The latest figures from the HSE, entitled “Workplace fatal injuries in Great Britain, 2021,” highlights the fact that of all fatal injuries to workers by main industry, construction ranked highest with 39 deaths in the period to March 2021, with an increase on the annual average calculated since 2016. With electricity still cited by the HSE as the root cause of about 1,000 accidents at work each year, and with the construction industry’s increase in fatalities, Martindale Electric is asking “How is this still happening?”
On 5th July 2021, the outcome was reported of a hearing relating to the tragic death of a contractor who was carrying out pre-planned maintenance on an air compressor when he suffered a catastrophic electric shock in December 2017. Reported by The Sun newspaper on 14th February 2019, the “dad-of-four lay undiscovered for more than an hour after he was electrocuted at work.”
Following the hearing, the HSE’s inspector Joanne Williams was reported as saying; “Poorly maintained electrical installations and faulty electrical appliances can kill or severely injure people; and cause damage to property. This was a wholly avoidable incident, caused by the failure of the company to implement safe systems of work and identify the risks. Had the company identified the correct isolation point for the compressor and ensured that employees were sufficiently trained and supervised in the lock off procedures expected of them then this fatal incident would not have occurred.”
Steve Dunning, Managing Director, Martindale, explains; “To lose a loved one in any such incident is devastating enough, but to know that it was wholly avoidable is completely unforgivable. In the case of this contractor, we are talking about a professional engineer with over 30 years of experience. Furthermore, the nature of the work meant that there would have been plenty of time to make preparations ahead of a scheduled maintenance visit. Even though the machine was turned off, we understand that a fault meant that a metal plate was permanently live at 240 volts.”

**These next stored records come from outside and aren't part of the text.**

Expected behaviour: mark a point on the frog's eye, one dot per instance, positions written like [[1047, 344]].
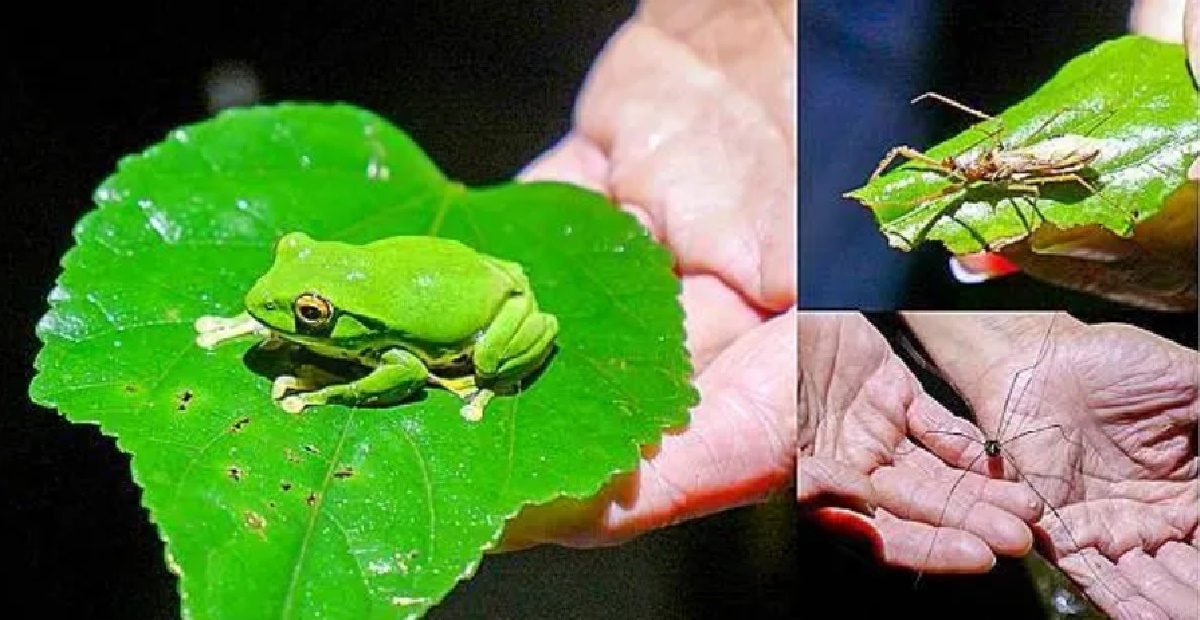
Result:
[[312, 310]]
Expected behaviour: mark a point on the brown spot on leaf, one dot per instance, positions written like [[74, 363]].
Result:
[[255, 522], [185, 398]]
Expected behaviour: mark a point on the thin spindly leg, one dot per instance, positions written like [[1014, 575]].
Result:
[[988, 133], [929, 198], [912, 154], [953, 103], [1077, 179]]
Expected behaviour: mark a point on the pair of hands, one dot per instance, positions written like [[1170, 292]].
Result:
[[1102, 423]]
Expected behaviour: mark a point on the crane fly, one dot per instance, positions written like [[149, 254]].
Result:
[[1025, 169], [995, 449]]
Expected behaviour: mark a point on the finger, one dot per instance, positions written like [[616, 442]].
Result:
[[827, 482], [963, 501], [925, 548], [1159, 585], [1182, 560], [574, 160], [579, 161], [726, 315], [738, 449], [1012, 497], [1105, 585]]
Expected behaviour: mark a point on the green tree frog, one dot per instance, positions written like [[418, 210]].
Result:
[[406, 307]]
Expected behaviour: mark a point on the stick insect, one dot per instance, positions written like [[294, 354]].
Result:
[[995, 449], [1063, 158]]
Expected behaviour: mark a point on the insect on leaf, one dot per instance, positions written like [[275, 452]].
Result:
[[341, 511], [1132, 100]]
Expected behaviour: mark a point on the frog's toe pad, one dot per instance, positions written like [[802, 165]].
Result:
[[293, 404], [473, 409]]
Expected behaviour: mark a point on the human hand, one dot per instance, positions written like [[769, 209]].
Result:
[[857, 399], [685, 121], [1103, 427]]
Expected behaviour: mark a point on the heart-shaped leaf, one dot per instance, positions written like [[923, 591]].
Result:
[[1131, 98], [345, 512]]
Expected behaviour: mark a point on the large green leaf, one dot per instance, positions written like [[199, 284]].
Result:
[[345, 512], [1133, 96]]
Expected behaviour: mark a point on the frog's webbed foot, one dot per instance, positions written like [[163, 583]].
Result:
[[215, 330], [474, 397], [473, 408]]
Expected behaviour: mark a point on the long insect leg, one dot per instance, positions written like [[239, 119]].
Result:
[[985, 118], [1074, 543], [1043, 350], [1032, 185], [941, 517], [912, 154], [954, 103]]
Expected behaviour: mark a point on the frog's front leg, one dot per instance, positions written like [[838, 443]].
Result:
[[399, 373]]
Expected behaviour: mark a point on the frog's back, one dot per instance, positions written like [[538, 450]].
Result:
[[437, 289]]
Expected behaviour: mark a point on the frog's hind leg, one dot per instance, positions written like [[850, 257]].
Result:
[[516, 343]]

“It has taken nearly four years for this particular case to be heard – certainly, I imagine, a painful and protracted process for the grieving family. In that time, how many more lives have been put at risk – and will continue to be at risk? How many more people will fail to return home from work as a result of incidents that were totally preventable? Unfortunately, too many people believe that it simply couldn’t happen to them, but the sad fact is that it could.”
In a relentless effort to create safer working practices and protect the lives of anyone working on or near electrical infrastructure and equipment, Martindale Electric created a simplified version of their more comprehensive electrical safe working process in the hope that its memorable acronym – “ALIVE” – will help to prevent electricity related injuries and save lives. It has also added new downloads to its ‘ALIVE’ electrical safety campaign landing page and is encouraging more ancillary trades, as well as electrical contractors, to keep themselves safe around electricity. The downloads include posters for the workplace, ‘ALIVE’ safety cards for toolboxes and a PowerPoint training slide package for all trades.
“There is a tendency to dismiss electrical safety as the remit of the electrician – but the reality is that many engineers, technicians, cleaners and other workers can come into contact with electricity whilst carrying out seemingly innocuous tasks. “As an industry, we have to do everything in our power to change mind-sets and create safer habits and we at Martindale will work tirelessly to ensure that our voices are heard, because those who have lost their lives cannot be.”
ALIVE: 5 fail-proof steps to safe isolation
A – Approved Kit
Before starting, make sure your equipment meets all legal safety standards (BS EN61243-3).
L – Lock Out
Identify the point of isolation – lock it off – and place warning tags onto the equipment.
I – Initial Prove
Test your Voltage Indicator against the proving unit to make sure that it’s working properly.
V – Voltage Test
Use your Voltage Indicator to confirm that there are no dangerous voltages in the circuit you are about to work on.
E – Ensure
Prove and re-test the Voltage Indicator against the proving unit to ensure it is working, before you start working on the circuit.
Steve Dunning continues; “Everyone has the right to safe working – and everyone deserves access to the most reliable and straightforward safe isolation solutions. By making life-saving processes easy to remember and simple to follow, our hope is that we can put an end to losing loved ones through preventable electrical accidents at work and that we can keep people safe.”